29 março 2013

A REAÇÃO DOS POVOS :

IBT, International Business Times - Mar 2013 - clique aqui.
Brasil e China expulsam dólar das suas transações internacionais, prevendo 'turbulências' externas.
China and Brazil agreed to trade in each other’s currencies just hours ahead of the BRICS summit in South Africa. The deal, which extends over a three-year period and amounts to an exchange of about $30 billion in trade per year, marks the latest effort among two of the world’s largest emerging economies to shift the dynamics of international trade that have long favored the U.S. dollar. "Our interest is not to establish new relations with China, but to expand relations to be used in the case of turbulence in financial markets," Brazilian Central Bank Governor Alexandre Tombini said, Reuters reported.
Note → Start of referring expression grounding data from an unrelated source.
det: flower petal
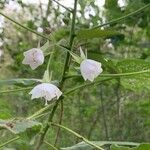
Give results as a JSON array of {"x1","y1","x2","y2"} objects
[{"x1": 22, "y1": 48, "x2": 44, "y2": 70}]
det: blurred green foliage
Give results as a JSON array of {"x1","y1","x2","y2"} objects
[{"x1": 0, "y1": 0, "x2": 149, "y2": 149}]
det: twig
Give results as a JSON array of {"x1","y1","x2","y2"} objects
[
  {"x1": 51, "y1": 122, "x2": 105, "y2": 150},
  {"x1": 44, "y1": 141, "x2": 58, "y2": 150},
  {"x1": 100, "y1": 86, "x2": 109, "y2": 140},
  {"x1": 0, "y1": 136, "x2": 19, "y2": 148},
  {"x1": 64, "y1": 78, "x2": 113, "y2": 95},
  {"x1": 0, "y1": 12, "x2": 50, "y2": 41},
  {"x1": 52, "y1": 0, "x2": 72, "y2": 13},
  {"x1": 94, "y1": 3, "x2": 150, "y2": 28},
  {"x1": 54, "y1": 98, "x2": 64, "y2": 145},
  {"x1": 27, "y1": 104, "x2": 53, "y2": 119}
]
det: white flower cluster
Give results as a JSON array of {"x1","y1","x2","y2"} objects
[{"x1": 22, "y1": 46, "x2": 102, "y2": 105}]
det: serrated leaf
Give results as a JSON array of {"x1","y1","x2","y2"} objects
[
  {"x1": 76, "y1": 28, "x2": 122, "y2": 40},
  {"x1": 0, "y1": 119, "x2": 42, "y2": 134}
]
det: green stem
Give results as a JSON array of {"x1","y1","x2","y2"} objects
[
  {"x1": 35, "y1": 100, "x2": 61, "y2": 150},
  {"x1": 35, "y1": 1, "x2": 78, "y2": 149},
  {"x1": 44, "y1": 141, "x2": 58, "y2": 150},
  {"x1": 27, "y1": 104, "x2": 52, "y2": 119},
  {"x1": 94, "y1": 3, "x2": 150, "y2": 28},
  {"x1": 0, "y1": 78, "x2": 42, "y2": 85},
  {"x1": 54, "y1": 99, "x2": 64, "y2": 145},
  {"x1": 0, "y1": 136, "x2": 19, "y2": 148},
  {"x1": 60, "y1": 0, "x2": 78, "y2": 87},
  {"x1": 33, "y1": 112, "x2": 49, "y2": 119},
  {"x1": 47, "y1": 52, "x2": 53, "y2": 71},
  {"x1": 64, "y1": 78, "x2": 112, "y2": 95},
  {"x1": 51, "y1": 123, "x2": 104, "y2": 150},
  {"x1": 54, "y1": 0, "x2": 78, "y2": 145},
  {"x1": 0, "y1": 12, "x2": 50, "y2": 41},
  {"x1": 0, "y1": 87, "x2": 32, "y2": 94},
  {"x1": 65, "y1": 69, "x2": 150, "y2": 80},
  {"x1": 52, "y1": 0, "x2": 72, "y2": 13}
]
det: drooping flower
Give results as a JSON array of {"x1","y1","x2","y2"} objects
[
  {"x1": 29, "y1": 83, "x2": 62, "y2": 105},
  {"x1": 80, "y1": 59, "x2": 103, "y2": 82},
  {"x1": 22, "y1": 48, "x2": 44, "y2": 70}
]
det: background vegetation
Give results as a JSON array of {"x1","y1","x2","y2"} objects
[{"x1": 0, "y1": 0, "x2": 149, "y2": 149}]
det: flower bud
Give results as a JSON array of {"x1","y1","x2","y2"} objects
[{"x1": 80, "y1": 59, "x2": 103, "y2": 82}]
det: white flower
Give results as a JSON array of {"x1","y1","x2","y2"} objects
[
  {"x1": 80, "y1": 59, "x2": 103, "y2": 82},
  {"x1": 29, "y1": 83, "x2": 62, "y2": 105},
  {"x1": 22, "y1": 48, "x2": 44, "y2": 70}
]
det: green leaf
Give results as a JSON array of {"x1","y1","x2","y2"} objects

By shifting some trade away from the U.S. dollar, the world’s primary reserve currency, the two countries aim to buffer their commercial ties against another financial crisis like the one that resulted from the collapse of the U.S. housing market bubble in 2008. "Trade ties between China and Brazil are of great importance to the two countries' economies amid global woes and the member states' economic stability is vital for the BRICS mechanism," said Zhou Zhiwei, a researcher with the Chinese Academy of Social Sciences, Xinhua reported. Trade between China and Brazil has exploded in recent years from $6.68 billion in 2003 to over $75 billion in 2012, and in 2009, China replaced the U.S. as Brazil’s main trading partner.